Oleh Veeramalla Anjaiah
Setelah kematian Presiden (Chairman) China Mao Zedong pada tahun 1976, berkat pemimpin utamanya Deng Xiaoping, Komunis China meluncurkan reformasi ekonomi revolusioner untuk menempatkan negaranya pada lintasan pertumbuhan yang cepat dan pada akhirnya meningkatkan jangkauan globalnya.
Deng dan penerusnya mencoba untuk menciptakan "ekonomi pasar sosialis" di China.
"Mereka membuka China untuk perdagangan dan investasi, merombak sistem pajak dan peraturan, menyusutkan perusahaan milik negara yang membengkak dan mendorong bisnis swasta," tulis Hal Brands, seorang profesor di Universitas John Hopkins, dalam sebuah artikel berjudul "Bahaya Penurunan China" (The Dangers of China's Decline) dalam jurnal Foreign Policy pada tanggal 14 April 2022.
"Mendampingi reformasi politik membatasi kekuatan penguasa China dan memperbesar ruang kompetensi nonideologis dalam rezim. PKC [Partai Komunis China] cukup mengendurkan cengkeramannya untuk memungkinkan spontanitas ekonomi --- dan menuai keuntungan dalam bentuk kemakmuran yang memperkuat kontrol politiknya."

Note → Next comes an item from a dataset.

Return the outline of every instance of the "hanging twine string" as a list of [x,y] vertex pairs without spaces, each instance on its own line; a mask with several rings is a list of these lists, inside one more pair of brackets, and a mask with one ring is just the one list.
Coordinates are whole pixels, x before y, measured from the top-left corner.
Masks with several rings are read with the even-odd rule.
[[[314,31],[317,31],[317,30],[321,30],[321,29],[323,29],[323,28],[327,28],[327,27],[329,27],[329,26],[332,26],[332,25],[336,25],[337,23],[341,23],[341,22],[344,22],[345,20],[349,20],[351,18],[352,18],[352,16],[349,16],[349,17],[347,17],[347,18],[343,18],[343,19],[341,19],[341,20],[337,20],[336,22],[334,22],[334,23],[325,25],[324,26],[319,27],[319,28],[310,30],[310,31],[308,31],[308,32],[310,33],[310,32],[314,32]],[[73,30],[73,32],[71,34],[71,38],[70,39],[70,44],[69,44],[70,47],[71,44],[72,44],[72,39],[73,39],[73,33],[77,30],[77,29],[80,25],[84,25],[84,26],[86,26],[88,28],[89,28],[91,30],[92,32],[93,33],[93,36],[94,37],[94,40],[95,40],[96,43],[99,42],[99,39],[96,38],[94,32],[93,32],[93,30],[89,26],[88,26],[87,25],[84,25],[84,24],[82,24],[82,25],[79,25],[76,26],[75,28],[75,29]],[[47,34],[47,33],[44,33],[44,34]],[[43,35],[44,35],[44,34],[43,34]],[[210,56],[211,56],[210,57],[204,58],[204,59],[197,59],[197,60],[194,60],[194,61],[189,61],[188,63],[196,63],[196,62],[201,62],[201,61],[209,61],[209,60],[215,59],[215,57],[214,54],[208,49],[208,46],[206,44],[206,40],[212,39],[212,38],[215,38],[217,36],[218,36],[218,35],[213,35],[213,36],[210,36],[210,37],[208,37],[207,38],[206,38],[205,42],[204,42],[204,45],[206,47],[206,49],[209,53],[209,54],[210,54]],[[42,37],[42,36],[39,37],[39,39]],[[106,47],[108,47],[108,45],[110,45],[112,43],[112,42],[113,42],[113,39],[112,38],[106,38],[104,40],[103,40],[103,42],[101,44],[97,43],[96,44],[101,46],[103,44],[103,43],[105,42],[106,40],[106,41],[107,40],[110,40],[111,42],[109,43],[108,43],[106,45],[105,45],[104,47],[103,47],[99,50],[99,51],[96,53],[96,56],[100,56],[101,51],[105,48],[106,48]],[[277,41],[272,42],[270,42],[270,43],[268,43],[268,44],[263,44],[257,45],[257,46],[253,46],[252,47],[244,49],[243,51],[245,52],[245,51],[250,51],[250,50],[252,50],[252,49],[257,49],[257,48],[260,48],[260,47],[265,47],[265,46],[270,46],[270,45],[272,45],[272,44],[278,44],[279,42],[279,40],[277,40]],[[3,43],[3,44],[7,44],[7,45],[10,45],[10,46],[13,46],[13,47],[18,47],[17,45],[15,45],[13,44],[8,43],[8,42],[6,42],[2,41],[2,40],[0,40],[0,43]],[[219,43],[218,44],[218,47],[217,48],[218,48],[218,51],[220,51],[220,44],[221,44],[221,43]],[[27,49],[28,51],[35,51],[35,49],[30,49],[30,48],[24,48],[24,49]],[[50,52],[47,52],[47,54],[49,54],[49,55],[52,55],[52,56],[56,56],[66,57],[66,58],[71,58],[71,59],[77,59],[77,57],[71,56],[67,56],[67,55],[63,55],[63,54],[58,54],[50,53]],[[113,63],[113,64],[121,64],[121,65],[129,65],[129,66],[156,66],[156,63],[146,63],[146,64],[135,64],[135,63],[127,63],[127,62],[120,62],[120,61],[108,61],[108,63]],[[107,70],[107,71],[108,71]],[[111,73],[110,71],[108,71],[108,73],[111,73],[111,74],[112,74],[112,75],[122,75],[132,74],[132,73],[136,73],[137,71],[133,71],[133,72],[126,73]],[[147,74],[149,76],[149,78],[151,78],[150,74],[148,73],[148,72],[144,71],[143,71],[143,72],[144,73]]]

Kebijakan kebangkitan damai China juga telah berkontribusi pada perkembangan pesat seperti AS, Jepang, Taiwan dan negara-negara barat lainnya dan perusahaan multinasional mereka menggelontorkan investasi ratusan miliar dolar, mebawakan teknologi dan mengubah China menjadi pabrik global.
Saat ini, pencapaian ekonomi dan militer China luar biasa. Dengan 1.4 miliar penduduknya, China memiliki ekonomi terbesar kedua di dunia dengan produk domestik bruto (PDB) sebesar AS$17.73 triliun dan memiliki kekuatan militer terkuat ketiga. China memiliki cadangan devisa senilai $3.18 triliun, tertinggi di dunia, per 31 Maret 2022. Tahun lalu, perdagangan China mencapai $6.01 triliun -- $3.31 triliun ekspor dan impor sebesar $2.70 triliun -- menjadikannya negara perdagangan nomor satu di dunia. China juga merupakan mitra dagang terbesar bagi lebih dari 120 negara, termasuk Indonesia.
Sejalan dengan pesatnya pertumbuhan ekonomi dan militer, China bermimpi untuk menjadi negara adidaya dan memainkan peran sentral dalam pemerintahan global (global governance) dengan karakteristik dan normanya sendiri.
Para pendukung Komunis China di Indonesia sudah mengatakan bahwa dunia harus menyambut baik peran China dalam pemerintahan global.
Harus dicatat bahwa China masih merupakan negara berkembang yang besar. Negara ini belum menjadi negara adidaya. China adalah negara Komunis yang dikontrol ketat, yang memiliki catatan hitam dalam demokrasi, kebebasan dan hak asasi manusia.